Jika dibebaskan sebelum 2024, berbagai pihak menilai Rizieq Shihab akan memberikan dampak yang besar di kontestasi pilpres nanti. Namun, apabila melihat fenomena politik dan variabel yang ada, mungkinkah pengaruh politik Rizieq Shihab terlalu dilebih-lebihkan?
“Strategy without tactics is the slowest route to victory. Tactics without strategy is the noise before defeat.” – Sun Tzu
Akan ada reuni di 2021. Tapi ini bukan reuni teman-teman SMA atau kuliah, melainkan Reuni Akbar 212. Menurut Wasekjen Persaudaraan Alumni (PA) 212, Novel Bamukmin, saat ini masih dalam proses perizinan dan akan diumumkan ketika telah menuai hasil. Namun sedikit berbeda, reuni kali ini tidak diadakan di Monumen Nasional (Monas), melainkan di kawasan Patung Kuda.
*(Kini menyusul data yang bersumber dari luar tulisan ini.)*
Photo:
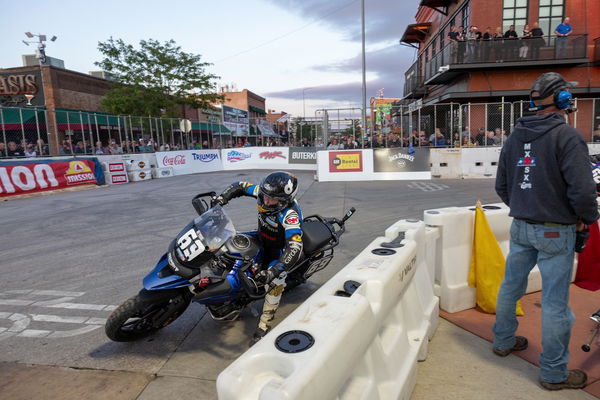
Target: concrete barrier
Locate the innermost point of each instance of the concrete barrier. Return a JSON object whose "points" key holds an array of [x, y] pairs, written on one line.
{"points": [[363, 344]]}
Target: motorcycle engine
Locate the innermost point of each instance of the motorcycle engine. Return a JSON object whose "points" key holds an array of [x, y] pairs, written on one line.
{"points": [[244, 245]]}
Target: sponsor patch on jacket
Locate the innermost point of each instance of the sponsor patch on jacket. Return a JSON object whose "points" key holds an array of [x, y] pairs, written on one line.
{"points": [[292, 218]]}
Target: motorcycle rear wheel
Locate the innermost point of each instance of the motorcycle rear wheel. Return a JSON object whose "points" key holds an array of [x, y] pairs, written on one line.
{"points": [[135, 318]]}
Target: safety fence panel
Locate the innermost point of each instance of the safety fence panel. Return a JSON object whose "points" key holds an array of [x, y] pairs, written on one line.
{"points": [[454, 248], [358, 337]]}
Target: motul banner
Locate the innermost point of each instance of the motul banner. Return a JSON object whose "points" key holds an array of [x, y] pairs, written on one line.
{"points": [[39, 177]]}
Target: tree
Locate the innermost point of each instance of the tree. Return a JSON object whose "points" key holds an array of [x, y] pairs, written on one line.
{"points": [[155, 79]]}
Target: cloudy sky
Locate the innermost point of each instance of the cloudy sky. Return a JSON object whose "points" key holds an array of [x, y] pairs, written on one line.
{"points": [[276, 48]]}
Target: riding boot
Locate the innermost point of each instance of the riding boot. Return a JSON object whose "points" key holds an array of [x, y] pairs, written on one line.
{"points": [[270, 306]]}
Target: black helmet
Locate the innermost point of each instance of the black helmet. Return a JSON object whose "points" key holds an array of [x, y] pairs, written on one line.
{"points": [[549, 84], [280, 186]]}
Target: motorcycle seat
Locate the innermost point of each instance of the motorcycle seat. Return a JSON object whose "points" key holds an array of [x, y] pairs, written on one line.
{"points": [[315, 235]]}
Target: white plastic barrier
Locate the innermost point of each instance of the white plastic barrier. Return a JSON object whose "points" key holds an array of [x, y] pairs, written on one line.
{"points": [[480, 162], [454, 247], [190, 161], [366, 346], [446, 163]]}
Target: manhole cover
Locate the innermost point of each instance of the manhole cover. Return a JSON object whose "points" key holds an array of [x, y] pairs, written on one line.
{"points": [[383, 252], [294, 341]]}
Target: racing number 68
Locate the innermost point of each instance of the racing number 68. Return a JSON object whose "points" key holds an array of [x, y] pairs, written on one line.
{"points": [[191, 244]]}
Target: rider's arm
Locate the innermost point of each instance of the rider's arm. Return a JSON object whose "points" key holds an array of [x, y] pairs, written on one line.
{"points": [[239, 189], [293, 242]]}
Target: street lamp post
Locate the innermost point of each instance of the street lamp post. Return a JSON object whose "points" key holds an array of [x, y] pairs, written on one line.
{"points": [[303, 104]]}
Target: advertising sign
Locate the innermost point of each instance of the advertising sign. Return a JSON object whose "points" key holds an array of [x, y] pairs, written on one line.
{"points": [[190, 161], [345, 161], [28, 178], [236, 120], [302, 155], [21, 89], [401, 160]]}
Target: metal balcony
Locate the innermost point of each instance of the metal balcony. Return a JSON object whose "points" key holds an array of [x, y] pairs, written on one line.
{"points": [[459, 57]]}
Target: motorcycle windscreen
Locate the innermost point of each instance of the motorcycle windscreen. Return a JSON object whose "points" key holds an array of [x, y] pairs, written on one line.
{"points": [[202, 237]]}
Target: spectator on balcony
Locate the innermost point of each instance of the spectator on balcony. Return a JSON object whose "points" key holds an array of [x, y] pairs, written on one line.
{"points": [[498, 45], [524, 49], [30, 151], [479, 138], [439, 140], [511, 43], [562, 31], [473, 39], [537, 41], [487, 43]]}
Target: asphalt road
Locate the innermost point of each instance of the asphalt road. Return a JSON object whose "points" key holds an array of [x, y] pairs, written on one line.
{"points": [[67, 259]]}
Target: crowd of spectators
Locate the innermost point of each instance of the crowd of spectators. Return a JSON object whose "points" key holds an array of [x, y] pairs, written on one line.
{"points": [[472, 45]]}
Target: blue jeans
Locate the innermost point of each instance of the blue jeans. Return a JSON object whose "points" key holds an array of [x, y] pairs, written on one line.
{"points": [[552, 248]]}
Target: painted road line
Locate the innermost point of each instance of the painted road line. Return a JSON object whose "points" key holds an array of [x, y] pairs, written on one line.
{"points": [[34, 333], [73, 332]]}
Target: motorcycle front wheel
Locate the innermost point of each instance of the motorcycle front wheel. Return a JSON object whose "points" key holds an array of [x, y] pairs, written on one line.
{"points": [[139, 316]]}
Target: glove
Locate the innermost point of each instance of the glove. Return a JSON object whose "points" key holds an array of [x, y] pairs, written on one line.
{"points": [[266, 275], [219, 201]]}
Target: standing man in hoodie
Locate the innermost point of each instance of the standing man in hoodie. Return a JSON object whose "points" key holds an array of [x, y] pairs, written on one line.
{"points": [[545, 179]]}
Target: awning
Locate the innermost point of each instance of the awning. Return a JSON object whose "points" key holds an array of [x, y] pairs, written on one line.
{"points": [[416, 33], [267, 131], [437, 4], [257, 110], [11, 118], [215, 129]]}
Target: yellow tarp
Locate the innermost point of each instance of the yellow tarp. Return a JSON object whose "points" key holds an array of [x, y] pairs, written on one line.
{"points": [[487, 265]]}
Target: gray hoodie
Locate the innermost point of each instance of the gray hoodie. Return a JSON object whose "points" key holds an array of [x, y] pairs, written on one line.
{"points": [[544, 173]]}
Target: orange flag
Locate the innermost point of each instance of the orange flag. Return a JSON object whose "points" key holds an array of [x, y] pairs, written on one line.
{"points": [[487, 265]]}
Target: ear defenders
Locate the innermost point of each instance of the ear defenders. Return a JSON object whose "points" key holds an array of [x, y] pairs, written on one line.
{"points": [[563, 100]]}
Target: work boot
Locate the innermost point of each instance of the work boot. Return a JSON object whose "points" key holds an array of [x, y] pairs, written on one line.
{"points": [[259, 333], [577, 379], [521, 343]]}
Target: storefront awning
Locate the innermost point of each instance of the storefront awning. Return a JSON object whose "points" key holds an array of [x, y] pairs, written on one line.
{"points": [[416, 33], [215, 129], [257, 110], [11, 118]]}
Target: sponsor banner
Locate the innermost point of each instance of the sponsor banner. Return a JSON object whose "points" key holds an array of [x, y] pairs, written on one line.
{"points": [[39, 177], [345, 161], [302, 155], [255, 157], [401, 160], [190, 161]]}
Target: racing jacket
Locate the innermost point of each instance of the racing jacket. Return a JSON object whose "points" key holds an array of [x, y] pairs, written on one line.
{"points": [[279, 232]]}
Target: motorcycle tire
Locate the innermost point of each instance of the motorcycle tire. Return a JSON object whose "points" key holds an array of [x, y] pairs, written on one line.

Tidak hanya wacana Reuni Akbar 212 yang tengah menjadi sorotan publik, melainkan juga kabar Habib Rizieq Shihab (HRS). Pasalnya, pada 15 November, Mahkamah Agung (MA) mengabulkan kasasi dan mengurangi pidana HRS dari empat menjadi dua tahun. Menurut pengacara HRS, Aziz Yanuar, atas keputusan ini, HRS diperkirakan akan bebas pada 2023 nanti.
Dengan pemotongan masa hukuman tersebut, besar kemungkinan HRS akan terlibat di panggung Pilpres 2024. Berbagai pengamat politik juga tengah menaruh atensi pada potensi ini. Direktur Riset Indonesian Presidential Studies (IPS) Arman Salam, misalnya, menyebut keluarnya HRS sebelum Pilpres 2024 akan memberikan pengaruh dalam perhelatan pilpres nanti.
Baca Juga: Demokrasi Perkeruh Situasi Habib Rizieq?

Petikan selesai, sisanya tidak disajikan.